# 1. Introduction

A binary array consists of only the integers 0 and 1. Sorting such an array means that all zeros should be moved to the left (or start) of the array, and all ones to the right (or end). The challenge is to accomplish this in linear time, O(n), without using any sorting function.

# 2. Program Steps

1. Initialize two pointers, *left* and *right*.

2. Move the *left* pointer to the right while the left element is 0.

3. Move the *right* pointer to the left while the right element is 1.

4. If *left* is less than *right*, swap the elements at the *left* and *right* pointers.

5. Continue until *left* is no longer less than *right*.

# 3. Code Program

```
public class BinaryArraySorting {
public static void sortBinaryArray(int[] A) {
int left = 0, right = A.length - 1;
while (left < right) {
while (A[left] == 0 && left < right) {
left++;
}
while (A[right] == 1 && left < right) {
right--;
}
if (left < right) {
A[left] = 0;
A[right] = 1;
left++;
right--;
}
}
}
public static void main(String[] args) {
int[] A = {1, 0, 1, 0, 1, 0, 0, 1};
sortBinaryArray(A);
for (int i = 0; i < A.length; i++) {
System.out.print(A[i] + " ");
}
}
}
```

### Output:

0 0 0 0 1 1 1 1

# 4. Step By Step Explanation

1. We use the *two-pointer technique*. One pointer, *left*, is initialized at the start and the other pointer, *right*, at the end.

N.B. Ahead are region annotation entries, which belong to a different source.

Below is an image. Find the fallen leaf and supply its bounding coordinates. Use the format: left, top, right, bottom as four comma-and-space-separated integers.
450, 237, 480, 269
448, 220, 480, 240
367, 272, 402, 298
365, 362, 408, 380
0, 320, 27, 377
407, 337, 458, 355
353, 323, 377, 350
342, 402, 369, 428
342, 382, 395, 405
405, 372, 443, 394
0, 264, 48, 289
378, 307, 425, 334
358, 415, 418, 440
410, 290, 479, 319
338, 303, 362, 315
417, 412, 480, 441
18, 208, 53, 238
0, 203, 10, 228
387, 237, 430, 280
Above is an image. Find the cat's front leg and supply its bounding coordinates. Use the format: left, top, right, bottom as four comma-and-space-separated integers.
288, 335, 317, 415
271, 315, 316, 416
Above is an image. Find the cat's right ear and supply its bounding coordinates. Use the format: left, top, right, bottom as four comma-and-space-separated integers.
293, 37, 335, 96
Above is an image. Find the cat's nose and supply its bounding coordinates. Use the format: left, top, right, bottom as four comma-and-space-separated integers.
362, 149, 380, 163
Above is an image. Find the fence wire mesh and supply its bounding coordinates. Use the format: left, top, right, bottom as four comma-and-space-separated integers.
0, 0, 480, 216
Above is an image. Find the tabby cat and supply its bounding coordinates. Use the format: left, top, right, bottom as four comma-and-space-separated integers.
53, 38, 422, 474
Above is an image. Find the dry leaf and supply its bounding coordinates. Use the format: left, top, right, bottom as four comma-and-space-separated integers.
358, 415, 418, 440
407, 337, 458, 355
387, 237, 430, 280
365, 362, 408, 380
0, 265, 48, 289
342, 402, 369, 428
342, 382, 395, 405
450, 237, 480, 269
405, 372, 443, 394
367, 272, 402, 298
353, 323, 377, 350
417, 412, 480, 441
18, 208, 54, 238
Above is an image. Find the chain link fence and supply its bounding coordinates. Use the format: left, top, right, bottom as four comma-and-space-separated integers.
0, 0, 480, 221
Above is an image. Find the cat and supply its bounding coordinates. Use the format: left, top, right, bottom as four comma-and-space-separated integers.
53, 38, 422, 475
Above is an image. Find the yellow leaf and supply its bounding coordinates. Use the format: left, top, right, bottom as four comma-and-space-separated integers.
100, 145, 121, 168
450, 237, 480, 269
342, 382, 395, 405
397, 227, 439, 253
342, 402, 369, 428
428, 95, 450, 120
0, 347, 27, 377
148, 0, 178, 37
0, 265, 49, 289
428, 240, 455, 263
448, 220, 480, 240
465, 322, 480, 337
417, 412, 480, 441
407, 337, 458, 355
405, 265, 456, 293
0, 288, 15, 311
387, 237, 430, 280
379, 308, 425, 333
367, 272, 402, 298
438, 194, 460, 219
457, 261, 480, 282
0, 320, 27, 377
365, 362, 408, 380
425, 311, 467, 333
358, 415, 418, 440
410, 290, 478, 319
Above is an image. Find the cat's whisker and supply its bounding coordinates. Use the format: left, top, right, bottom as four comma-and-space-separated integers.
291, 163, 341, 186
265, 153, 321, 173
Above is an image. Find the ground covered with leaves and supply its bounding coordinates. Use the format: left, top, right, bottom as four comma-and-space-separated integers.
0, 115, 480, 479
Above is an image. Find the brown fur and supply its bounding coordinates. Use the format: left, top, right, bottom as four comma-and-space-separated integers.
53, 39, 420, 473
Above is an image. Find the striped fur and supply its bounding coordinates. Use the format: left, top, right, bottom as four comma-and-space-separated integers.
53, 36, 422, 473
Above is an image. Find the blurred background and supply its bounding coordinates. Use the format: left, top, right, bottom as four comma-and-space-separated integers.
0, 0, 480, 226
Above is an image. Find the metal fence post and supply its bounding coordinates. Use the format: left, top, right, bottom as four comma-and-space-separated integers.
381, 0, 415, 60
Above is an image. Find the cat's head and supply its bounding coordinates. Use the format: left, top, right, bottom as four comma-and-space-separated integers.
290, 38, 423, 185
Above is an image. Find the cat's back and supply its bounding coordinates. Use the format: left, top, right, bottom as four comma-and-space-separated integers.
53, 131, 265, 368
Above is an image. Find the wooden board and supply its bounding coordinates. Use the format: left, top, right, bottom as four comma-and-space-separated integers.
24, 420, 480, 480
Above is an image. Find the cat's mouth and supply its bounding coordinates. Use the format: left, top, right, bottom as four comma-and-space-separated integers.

2. If the element at *left* is 0, then it's already at the correct position, and we move the *left* pointer to the right.

3. Similarly, if the element at *right* is 1, then it's already in its correct position, and we move the *right* pointer to the left.

4. If the element at *left* is 1 and the element at *right* is 0, their positions are swapped.

5. We continue this process until the *left* pointer is no longer less than the *right* pointer.

This approach ensures that the binary array gets sorted in linear time, which is more efficient than using any built-in sort functions for this specific case.